Thursday, July 22, 2021

Journals from the Past

 In the midst of my spring housecleaning last week (okay, I'm a little late), I came across a long shelf of journals. I didn't glance inside them as I dusted around them because I didn't particularly want to revisit days of angst and the dramas of youth. Some of my journals were store-bought, blank-page books. Others were my own hand-bound books, but there was one book I didn't recognize. The cover said, The Bronze Bow, a young adult novel. Curious, I looked inside. By covering the pages with gesso, an artist's medium (whiting in glue) usually used to prepare a wooden surface for painting, I had created the blank pages of a journal. 
   The first page reads "Journal 1992." I would have been 49 years old. The next page reveals the purpose of this journal: to help fulfill my New Year's resolution "to push my creative self to its utmost."
    The next page is a painting.
    This is not a journal of "what I did today" or a diary of secrets or a record of the weather. This journal is full of poems, paintings, drawings, pithy meditations, and artistic explorations on abstract qualities: honesty, understanding, thrift, acceptance. On some pages I play with handwriting or with the words on a page of the novel. Another page has a drawing of Table Rock and four haiku written on a hike there. 

I play with the placement of my poems on a page, sideways and otherwise. I make a drawing of lines and patterns with colored pencils, all in greens and blues. I paste a folded picture on a page and write a dedication on the front side: "Sweet Denise, Thanks for the green love beads." Unfold the paper to see the picture. I draw a mandala with colored pencils and on the facing page write a poem: 
            North hunkers down in winter
            Till: ecstatic lift of birdsong.
            How sad to live in southern climes.
 

    On another page I ink out most of the words to create an erasure poem with the words left on the page. On another I use the colored pencils feely in writing poems: 
            Caged-in dog [in red]
            Barking, howling, turning [in brown]
           What difference to him that the plum tree blooms? [in blue]" 
    On another page the wide circle of a face swirls into more loops down the page. In every loop is a poem.

    It doesn't matter how good, or not, the art is, or the poetry, or how deep the thinking, All that is irrelevant. The journal exults in an imagination free to ramble. Rereading this journal, I can see the limitations on creativity imposed by the computer. There is no play with calligraphy in a Word document, no freedom on the page. I do no drawings when I write poetry now that I write on the computer. I have no interaction with line and color and medium, placement on the page, small bursts of poetry. Glitter on some pages, 
pasted-on pictures, erasure poems, wise quotes cut from another text and pasted onto a page, with my glosses. "Be silent and your heart will sing," says the text, and I add "How can you hear the singing of your heart if you are not silent?

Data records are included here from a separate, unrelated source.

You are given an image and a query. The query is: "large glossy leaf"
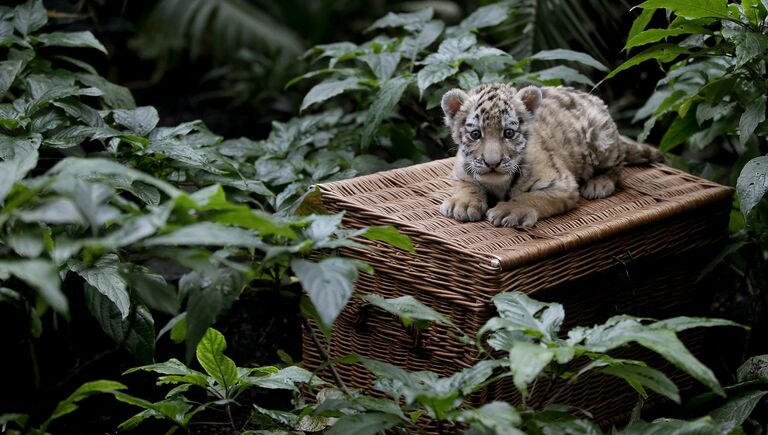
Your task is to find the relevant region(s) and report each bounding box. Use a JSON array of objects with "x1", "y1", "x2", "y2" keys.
[
  {"x1": 739, "y1": 95, "x2": 768, "y2": 143},
  {"x1": 85, "y1": 284, "x2": 155, "y2": 363},
  {"x1": 196, "y1": 328, "x2": 238, "y2": 391},
  {"x1": 69, "y1": 254, "x2": 131, "y2": 320},
  {"x1": 112, "y1": 106, "x2": 160, "y2": 136},
  {"x1": 326, "y1": 412, "x2": 401, "y2": 435},
  {"x1": 531, "y1": 48, "x2": 608, "y2": 72},
  {"x1": 179, "y1": 269, "x2": 244, "y2": 361},
  {"x1": 13, "y1": 0, "x2": 48, "y2": 36},
  {"x1": 362, "y1": 295, "x2": 450, "y2": 324},
  {"x1": 709, "y1": 390, "x2": 768, "y2": 433},
  {"x1": 601, "y1": 365, "x2": 680, "y2": 403},
  {"x1": 291, "y1": 258, "x2": 357, "y2": 326},
  {"x1": 36, "y1": 31, "x2": 107, "y2": 54},
  {"x1": 361, "y1": 76, "x2": 411, "y2": 148},
  {"x1": 736, "y1": 156, "x2": 768, "y2": 218},
  {"x1": 0, "y1": 259, "x2": 69, "y2": 315},
  {"x1": 299, "y1": 77, "x2": 361, "y2": 111},
  {"x1": 493, "y1": 292, "x2": 565, "y2": 341},
  {"x1": 509, "y1": 341, "x2": 555, "y2": 397},
  {"x1": 637, "y1": 0, "x2": 728, "y2": 18}
]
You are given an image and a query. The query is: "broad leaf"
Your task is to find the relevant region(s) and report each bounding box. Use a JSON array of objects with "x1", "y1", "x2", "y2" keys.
[
  {"x1": 299, "y1": 77, "x2": 362, "y2": 112},
  {"x1": 112, "y1": 106, "x2": 160, "y2": 136},
  {"x1": 85, "y1": 284, "x2": 155, "y2": 363},
  {"x1": 736, "y1": 156, "x2": 768, "y2": 219},
  {"x1": 509, "y1": 341, "x2": 555, "y2": 397},
  {"x1": 416, "y1": 63, "x2": 459, "y2": 96},
  {"x1": 601, "y1": 365, "x2": 680, "y2": 403},
  {"x1": 361, "y1": 76, "x2": 411, "y2": 148},
  {"x1": 36, "y1": 31, "x2": 107, "y2": 54},
  {"x1": 531, "y1": 48, "x2": 609, "y2": 72},
  {"x1": 362, "y1": 295, "x2": 450, "y2": 324},
  {"x1": 69, "y1": 254, "x2": 131, "y2": 320},
  {"x1": 13, "y1": 0, "x2": 48, "y2": 36},
  {"x1": 637, "y1": 0, "x2": 728, "y2": 19},
  {"x1": 196, "y1": 328, "x2": 238, "y2": 392},
  {"x1": 739, "y1": 95, "x2": 765, "y2": 144},
  {"x1": 291, "y1": 258, "x2": 357, "y2": 326}
]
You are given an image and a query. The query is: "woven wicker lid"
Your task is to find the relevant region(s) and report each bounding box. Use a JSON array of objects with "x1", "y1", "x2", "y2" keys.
[{"x1": 318, "y1": 158, "x2": 731, "y2": 270}]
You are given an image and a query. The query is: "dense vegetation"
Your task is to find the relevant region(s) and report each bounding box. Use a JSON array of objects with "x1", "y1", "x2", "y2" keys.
[{"x1": 0, "y1": 0, "x2": 768, "y2": 433}]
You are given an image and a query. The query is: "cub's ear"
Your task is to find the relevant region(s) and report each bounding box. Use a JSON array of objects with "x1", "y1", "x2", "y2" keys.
[
  {"x1": 440, "y1": 89, "x2": 469, "y2": 124},
  {"x1": 517, "y1": 86, "x2": 541, "y2": 115}
]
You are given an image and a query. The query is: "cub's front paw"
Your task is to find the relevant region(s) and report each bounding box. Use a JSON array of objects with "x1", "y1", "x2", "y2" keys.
[
  {"x1": 440, "y1": 195, "x2": 488, "y2": 222},
  {"x1": 486, "y1": 203, "x2": 539, "y2": 227}
]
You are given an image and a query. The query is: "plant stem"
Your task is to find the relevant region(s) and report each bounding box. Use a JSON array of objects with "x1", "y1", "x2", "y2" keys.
[{"x1": 301, "y1": 316, "x2": 350, "y2": 396}]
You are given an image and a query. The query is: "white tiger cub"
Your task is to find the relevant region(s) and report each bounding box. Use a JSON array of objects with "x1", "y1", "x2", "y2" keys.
[{"x1": 440, "y1": 83, "x2": 664, "y2": 227}]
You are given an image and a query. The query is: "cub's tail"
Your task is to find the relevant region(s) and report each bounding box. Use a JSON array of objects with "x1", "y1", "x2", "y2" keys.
[{"x1": 619, "y1": 136, "x2": 667, "y2": 165}]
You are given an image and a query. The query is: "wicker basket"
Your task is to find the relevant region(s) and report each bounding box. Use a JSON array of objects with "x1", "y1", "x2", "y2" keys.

How can your heart sing if you are not still?" A contemplation on the Tarot card of the Fool, with a drawing to go with it. A dream I wrote down. I could write down a dream with the computer, of course, but I couldn't accompany it with a drawing.
   "The medium is the message," Marshall McLuhan said. The message here is that the medium makes a difference.  If I want to push my creative self to the utmost, I see now, I must take up a pen, some drawing pencils, and a blank book and let my imagination, unhampered by the computer, run free again.
    (And then, as serendipity would have it, just after writing this, I received in the mail a birthday present from my sister: a beautiful hand-made journal, blank pages ready to receive the freed-from-the-computer expression of my imagination in 2021.)